Since then, Christopher and associate producer of the original release, Jonathan King, have been lobbying Miramax to let them reassemble the film as it was originally intended. Christopher cobbled together a longer version that screened at Outfest in 2008 to a warm reception—helping to make his case.
King, who’s had many successful credits since “54” including “Dreamgirls,” “Lincoln,” “The Help,” and this year’s highly touted “The Second Best Exotic Marigold Hotel,” finally secured Miramax’s assent for a director’s cut of “54” in the summer of 2014.
“The cult following helped keep the project alive,” Christopher said. “The movie always had a big following among the gay community and in Europe and Latin America. But now it’s acceptable to have gay leads and flawed characters in movies —it’s fairly common. So it seems like this is the right time.”
Stayin’ Alive
“In a lot of ways it was harder making the director’s cut than the original,” Christopher said.
That’s no small assertion coming from the one-time Iowa farm boy, who caught the eye of Miramax executives with two shorts that he made in film school at Columbia, then spent five years scouring libraries and interviewing former patrons in order to write and direct “54.”
“It was my first feature film with a big cast that included movie stars, several hundred extras, and a dance club that we built in a warehouse in Canada,” Christopher said. “It wasn’t a small undertaking.”
But neither was its restoration.
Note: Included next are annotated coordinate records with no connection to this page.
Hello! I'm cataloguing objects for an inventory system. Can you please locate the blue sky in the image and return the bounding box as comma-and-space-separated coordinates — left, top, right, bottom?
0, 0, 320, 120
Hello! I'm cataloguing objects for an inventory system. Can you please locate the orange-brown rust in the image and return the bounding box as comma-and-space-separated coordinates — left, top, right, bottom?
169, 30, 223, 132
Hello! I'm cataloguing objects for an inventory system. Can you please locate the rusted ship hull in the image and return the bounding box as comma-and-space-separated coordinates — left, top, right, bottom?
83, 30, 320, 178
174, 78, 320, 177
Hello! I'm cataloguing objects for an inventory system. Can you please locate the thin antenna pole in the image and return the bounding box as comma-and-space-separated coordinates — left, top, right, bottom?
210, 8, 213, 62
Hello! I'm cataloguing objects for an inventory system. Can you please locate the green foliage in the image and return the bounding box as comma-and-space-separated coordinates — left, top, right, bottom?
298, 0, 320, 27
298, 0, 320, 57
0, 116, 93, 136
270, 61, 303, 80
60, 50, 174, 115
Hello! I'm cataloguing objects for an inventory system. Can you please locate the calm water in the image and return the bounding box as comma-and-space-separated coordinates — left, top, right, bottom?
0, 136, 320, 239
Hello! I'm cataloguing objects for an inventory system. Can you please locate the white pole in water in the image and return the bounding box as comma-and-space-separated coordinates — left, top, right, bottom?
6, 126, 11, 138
Filming in the 1990s meant using 35 mm film. A feature-length picture, like “54,” would come together from several pallets of 35 mm film negative. And Christopher’s team needed to track down all of it to make the director’s cut.
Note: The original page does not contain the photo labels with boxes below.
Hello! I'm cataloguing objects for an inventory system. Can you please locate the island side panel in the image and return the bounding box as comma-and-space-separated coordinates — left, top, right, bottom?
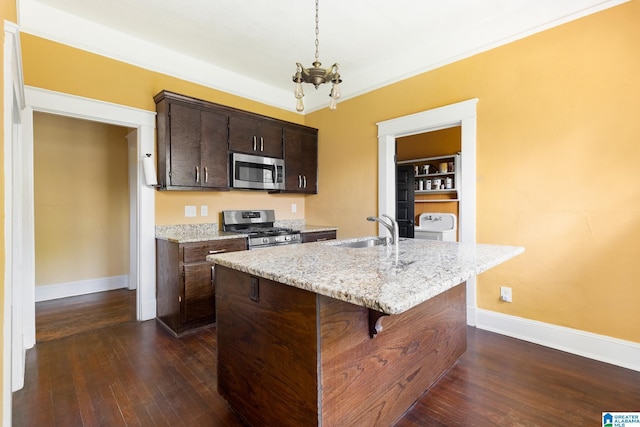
319, 284, 467, 426
215, 265, 318, 426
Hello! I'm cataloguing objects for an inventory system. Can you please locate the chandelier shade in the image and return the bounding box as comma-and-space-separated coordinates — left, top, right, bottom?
293, 0, 342, 112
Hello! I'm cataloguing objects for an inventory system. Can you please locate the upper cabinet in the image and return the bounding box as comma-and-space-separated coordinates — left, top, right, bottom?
284, 127, 318, 194
154, 92, 229, 190
154, 91, 318, 194
229, 113, 282, 159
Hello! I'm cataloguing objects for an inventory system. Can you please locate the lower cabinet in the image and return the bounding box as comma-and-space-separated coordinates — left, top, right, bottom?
156, 237, 247, 336
300, 230, 336, 243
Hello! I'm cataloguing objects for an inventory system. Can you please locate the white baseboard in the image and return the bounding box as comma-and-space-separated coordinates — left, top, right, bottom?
36, 275, 129, 302
476, 309, 640, 372
138, 298, 156, 320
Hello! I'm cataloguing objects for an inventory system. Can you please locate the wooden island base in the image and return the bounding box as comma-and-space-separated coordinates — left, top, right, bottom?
215, 265, 466, 426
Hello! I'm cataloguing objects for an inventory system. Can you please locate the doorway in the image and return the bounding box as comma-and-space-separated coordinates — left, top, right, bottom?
33, 112, 136, 342
396, 126, 462, 240
12, 86, 156, 384
377, 98, 478, 326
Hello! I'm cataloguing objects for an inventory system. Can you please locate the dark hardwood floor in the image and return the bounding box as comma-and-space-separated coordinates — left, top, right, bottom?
13, 293, 640, 427
36, 289, 136, 342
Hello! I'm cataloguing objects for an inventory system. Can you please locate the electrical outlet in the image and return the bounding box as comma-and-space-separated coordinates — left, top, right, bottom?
184, 205, 197, 217
500, 286, 513, 302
“The trouble is, we never finished the movie,” Christopher said. “The studio’s cutting had started before we had the entire thing together, so it wasn’t like we could just splice back in the 45 minutes that were cut out. We had to get all of the original negative and start from there.”
This quest sent post-production supervisor Nancy Valle climbing through Miramax’s storage facilities and warehouses in sweltering July heat to rescue a pallet of VHS tapes that was marked “to be destroyed.”
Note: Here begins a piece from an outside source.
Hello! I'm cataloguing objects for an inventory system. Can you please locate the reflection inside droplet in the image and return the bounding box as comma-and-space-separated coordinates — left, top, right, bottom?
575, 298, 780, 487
Since there was no reason for a studio to keep old VHS dailies—the previews made after each day of shooting for directors to review—Valle’s discovery was a small miracle. It was essential to recover all of the dailies because the studio’s late editorial intervention left Christopher with no record of how the film was to be finished.
The final step in the cinematic scavenger hunt was Christopher’s friend excavating in his basement to unearth tapes stored there for safekeeping.
Working with the negative of the original film and the salvaged dailies, Christopher’s team once again wove together the story of the bartender, the busboy and the coat-check girl at New York’s Studio 54.
Long Live Disco!
The finished product is 105 minutes long. It’s a lot darker than the original, both literally—part of the edits to the theatrical version included turning up the light in the scenes—and figuratively—showing the demise of the club and of Rubell sans redemption.
It has now been digitized in its gritty, glittery glory, for HD screening. And it includes a voiceover introduction recently re-recorded by Phillippe, now 40, looking back at what it was like to be 19 years old and at the center of New York’s disco scene.
“The odd thing about this director’s cut is that most director’s cuts are of movies that were originally very successful,” Christopher said. “Films like mine, where people knew about them, but they weren’t huge successes in theaters, don’t often get the chance for a director’s cut – so this is very exciting.”
Christopher unveils his “54” at the Berlin Film Festival on Feb. 10. It will also be screened at the Guadalajara International Film Festival on March 13 and at the British Film Institute on March 27-28 with several international film festivals to follow.